The Architecture of Agency Part 2: "Mythos," the 30-Minute Think Mode, and Anthropic's Secret "Undercover" Contributions to Open Source

This is Part 2 of a 5-part series: "The Architecture of Agency." Part 1 covered the harness architecture (Bun runtime, context pipeline, YOLO classifier). Now we dig into the model roadmap and the features Anthropic never intended us to see.

While Part 1 was about the engine, Part 2 is about the map. By examining the models/, feature-gates/, and constants.ts files in the leaked source, researchers have reconstructed Anthropic’s internal model hierarchy, unreleased capabilities, and a controversial stealth mode for open source contributions.

1. The Animal Farm: Internal Model Codenames

Anthropic uses animal codenames internally. The leaked constants.ts file revealed the full zoo:

Codename	Public Name	Status
Fennec	Claude Opus 4.6	Current flagship (production)
Capybara	Claude Mythos	Next tier above Opus — in testing with early access customers
Numbat	Unknown	Unreleased, still in testing
—	Opus 4.7	Referenced as forbidden string in Undercover Mode
—	Sonnet 4.8	Referenced as forbidden string in Undercover Mode

Evasion Detail: The string "capybara" is hex-encoded in the source code to evade Anthropic’s own internal leak detection systems.
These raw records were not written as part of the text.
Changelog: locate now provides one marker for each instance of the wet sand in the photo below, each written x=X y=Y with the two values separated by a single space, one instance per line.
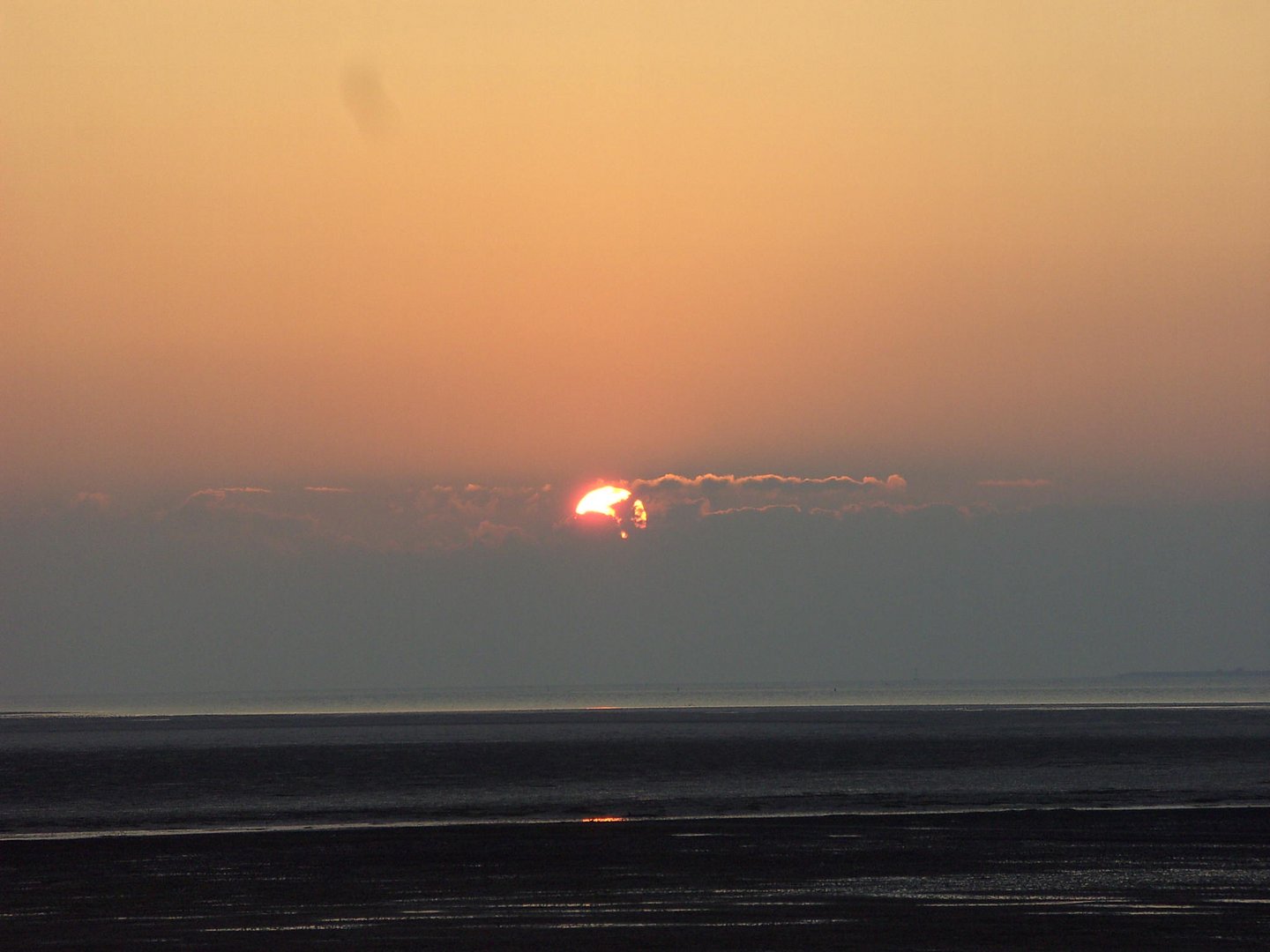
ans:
x=1192 y=879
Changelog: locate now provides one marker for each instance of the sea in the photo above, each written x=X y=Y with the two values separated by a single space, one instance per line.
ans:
x=871 y=815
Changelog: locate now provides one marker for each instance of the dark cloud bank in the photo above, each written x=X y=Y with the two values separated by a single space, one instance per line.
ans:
x=773 y=580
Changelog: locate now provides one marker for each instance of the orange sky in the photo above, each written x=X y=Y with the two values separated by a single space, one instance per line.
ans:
x=258 y=242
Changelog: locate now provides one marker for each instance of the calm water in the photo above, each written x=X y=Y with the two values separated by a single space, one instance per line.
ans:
x=1117 y=814
x=75 y=773
x=1124 y=689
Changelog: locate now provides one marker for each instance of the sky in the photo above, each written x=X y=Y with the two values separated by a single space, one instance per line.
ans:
x=934 y=337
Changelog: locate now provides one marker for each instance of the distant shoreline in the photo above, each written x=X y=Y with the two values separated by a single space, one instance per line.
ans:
x=1233 y=673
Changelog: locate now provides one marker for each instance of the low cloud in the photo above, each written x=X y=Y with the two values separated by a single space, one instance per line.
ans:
x=715 y=495
x=449 y=517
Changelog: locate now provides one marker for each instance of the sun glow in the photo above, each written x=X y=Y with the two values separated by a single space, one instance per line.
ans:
x=615 y=502
x=602 y=501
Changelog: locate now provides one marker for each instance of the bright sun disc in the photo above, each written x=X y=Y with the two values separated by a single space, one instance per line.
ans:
x=602 y=501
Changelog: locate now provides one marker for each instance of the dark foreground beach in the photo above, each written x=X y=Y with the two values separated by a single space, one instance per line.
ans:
x=1179 y=879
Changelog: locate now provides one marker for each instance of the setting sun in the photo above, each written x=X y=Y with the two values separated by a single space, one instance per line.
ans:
x=602 y=501
x=615 y=502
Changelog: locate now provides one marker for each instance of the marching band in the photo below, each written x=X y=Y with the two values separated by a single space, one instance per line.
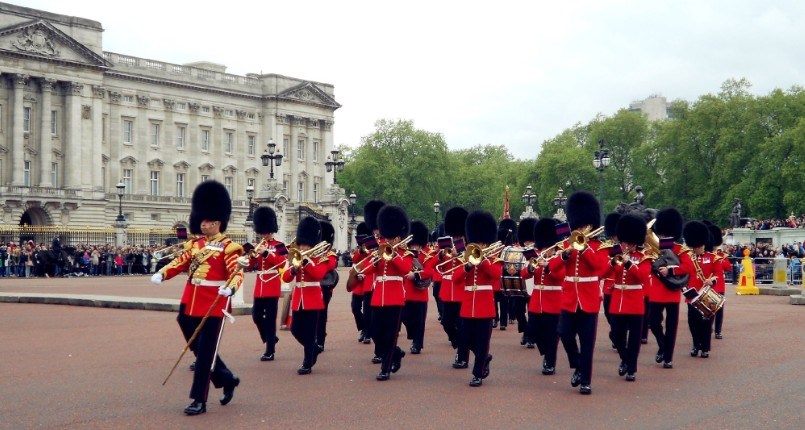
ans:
x=552 y=276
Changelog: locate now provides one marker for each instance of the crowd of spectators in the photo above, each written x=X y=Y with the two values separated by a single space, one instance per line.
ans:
x=28 y=259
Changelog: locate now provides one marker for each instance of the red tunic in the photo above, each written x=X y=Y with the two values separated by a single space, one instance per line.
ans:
x=479 y=290
x=268 y=281
x=215 y=261
x=547 y=295
x=582 y=287
x=307 y=293
x=630 y=289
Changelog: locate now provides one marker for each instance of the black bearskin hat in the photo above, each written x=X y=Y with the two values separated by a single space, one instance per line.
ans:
x=631 y=229
x=454 y=221
x=611 y=224
x=481 y=227
x=583 y=209
x=392 y=222
x=545 y=233
x=669 y=223
x=695 y=233
x=265 y=220
x=507 y=231
x=212 y=202
x=308 y=232
x=525 y=231
x=327 y=232
x=420 y=232
x=370 y=211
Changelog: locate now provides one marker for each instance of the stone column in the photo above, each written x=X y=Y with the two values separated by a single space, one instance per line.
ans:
x=72 y=147
x=18 y=134
x=46 y=140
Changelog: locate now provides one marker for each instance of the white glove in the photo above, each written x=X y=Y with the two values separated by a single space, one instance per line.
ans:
x=156 y=278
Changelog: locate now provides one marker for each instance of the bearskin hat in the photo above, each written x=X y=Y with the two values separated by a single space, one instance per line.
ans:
x=669 y=223
x=308 y=232
x=507 y=231
x=631 y=229
x=420 y=232
x=583 y=209
x=611 y=224
x=455 y=220
x=212 y=202
x=370 y=211
x=327 y=232
x=481 y=227
x=393 y=222
x=265 y=220
x=545 y=233
x=695 y=233
x=525 y=231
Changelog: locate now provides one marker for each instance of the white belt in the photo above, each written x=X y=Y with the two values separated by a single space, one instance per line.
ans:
x=581 y=278
x=307 y=284
x=267 y=272
x=206 y=283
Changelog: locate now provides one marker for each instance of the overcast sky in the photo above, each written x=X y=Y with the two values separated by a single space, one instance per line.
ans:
x=494 y=72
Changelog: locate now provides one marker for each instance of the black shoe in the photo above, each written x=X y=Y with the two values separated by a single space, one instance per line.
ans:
x=460 y=364
x=575 y=380
x=195 y=408
x=229 y=391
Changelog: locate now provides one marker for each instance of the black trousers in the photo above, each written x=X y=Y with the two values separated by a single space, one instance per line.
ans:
x=630 y=328
x=542 y=330
x=221 y=376
x=303 y=329
x=700 y=329
x=264 y=315
x=450 y=323
x=321 y=328
x=414 y=315
x=666 y=339
x=475 y=336
x=581 y=325
x=386 y=328
x=357 y=311
x=188 y=325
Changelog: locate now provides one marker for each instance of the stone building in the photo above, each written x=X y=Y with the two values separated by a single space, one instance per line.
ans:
x=75 y=121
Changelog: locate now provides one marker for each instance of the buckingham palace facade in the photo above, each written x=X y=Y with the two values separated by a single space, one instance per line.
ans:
x=76 y=121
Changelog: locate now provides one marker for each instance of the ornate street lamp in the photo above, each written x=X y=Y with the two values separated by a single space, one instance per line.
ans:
x=271 y=157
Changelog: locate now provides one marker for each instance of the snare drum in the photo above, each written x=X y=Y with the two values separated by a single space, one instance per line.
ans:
x=708 y=302
x=513 y=262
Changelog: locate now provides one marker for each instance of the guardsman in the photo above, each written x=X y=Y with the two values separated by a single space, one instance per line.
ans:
x=392 y=263
x=546 y=299
x=417 y=282
x=478 y=303
x=581 y=291
x=627 y=307
x=307 y=300
x=269 y=257
x=213 y=271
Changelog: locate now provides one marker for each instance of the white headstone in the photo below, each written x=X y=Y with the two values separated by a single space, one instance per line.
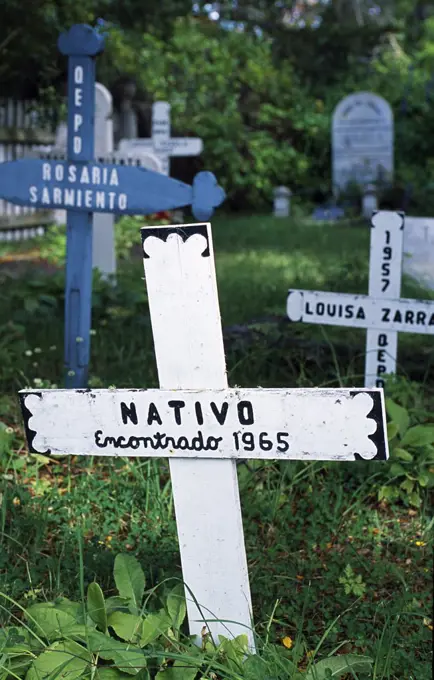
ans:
x=369 y=201
x=382 y=312
x=202 y=426
x=282 y=198
x=362 y=140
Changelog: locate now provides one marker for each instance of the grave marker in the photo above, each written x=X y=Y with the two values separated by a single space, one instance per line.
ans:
x=103 y=236
x=203 y=426
x=382 y=313
x=82 y=187
x=161 y=143
x=362 y=140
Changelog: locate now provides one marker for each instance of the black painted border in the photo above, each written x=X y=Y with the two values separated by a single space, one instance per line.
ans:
x=379 y=438
x=184 y=231
x=27 y=414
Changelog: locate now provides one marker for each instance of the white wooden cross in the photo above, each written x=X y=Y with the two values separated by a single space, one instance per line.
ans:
x=103 y=233
x=202 y=426
x=160 y=143
x=382 y=312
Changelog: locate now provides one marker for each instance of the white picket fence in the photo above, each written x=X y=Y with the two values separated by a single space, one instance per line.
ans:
x=21 y=133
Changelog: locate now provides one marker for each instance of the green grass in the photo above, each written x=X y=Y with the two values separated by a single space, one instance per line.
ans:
x=304 y=523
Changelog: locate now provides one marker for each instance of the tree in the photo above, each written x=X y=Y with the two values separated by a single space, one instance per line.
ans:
x=29 y=59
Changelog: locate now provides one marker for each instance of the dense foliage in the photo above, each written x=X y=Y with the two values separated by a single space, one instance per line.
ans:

This means Anthropic anticipated that codenames might leak and built automated scanners to catch them — but the hex encoding bypassed their own defenses. An ironic failure of security-in-depth.

2. The Capybara Regression: A Documented Quality Problem

This is arguably the most alarming finding in the entire leak. Internal comments in the codebase document a performance regression on Capybara (Mythos):

Capybara v4	16.7% false claims rate
Capybara v8	29–30% false claims rate

This is not a minor tuning issue. The model that Anthropic describes as a "step change" above Opus is currently getting worse at accuracy with each iteration. Nearly 1 in 3 claims the model makes are false.

For an AI coding agent, "false claims" means the model confidently asserts something about your codebase that isn’t true — a function exists when it doesn’t, a bug is fixed when it isn’t, a test passes when it fails. At 29%, this is a reliability crisis for agentic tasks where the AI operates autonomously.

The Statistical Perspective: A regression from 16.7% to 29% false claims represents a 74% increase in error rate. In any production ML pipeline, this would trigger an immediate rollback. The fact that it’s documented in code comments (rather than fixed) suggests Anthropic is aware of the problem but hasn’t solved it yet. This may explain why Mythos hasn’t shipped publicly despite being tested with early access customers.

The code also reveals an "assertiveness counterweight" — logic designed to prevent the model from being too aggressive in its refactors. This suggests Anthropic is battling a fundamental tension: making the model more capable makes it more likely to confidently do the wrong thing.

3. ULTRAPLAN: The 30-Minute Deep Thinking Mode

Hidden behind the ULTRAPLAN feature flag is a capability that fundamentally changes what an AI assistant can do.

3.1 How It Works

Step	Action
1. Invocation	User types `/ultraplan` in the Claude Code terminal
2. Offload	The task is sent to Anthropic’s Cloud Container Runtime (CCR) — a remote compute environment running Opus 4.6
3. Deep Think	The model has a 30-minute budget to iterate, test hypotheses, explore code paths, and refine its plan
4. Notification	When complete, you receive a notification (phone/browser) to review the plan
5. Teleport	On approval, a sentinel value `__ULTRAPLAN_TELEPORT_LOCAL__` transfers the result back to your local terminal

3.2 Why This Matters

Current AI interactions are synchronous — you ask, it answers in seconds. ULTRAPLAN introduces asynchronous cognition: you assign a hard problem, go have lunch, and come back to a thoroughly considered solution.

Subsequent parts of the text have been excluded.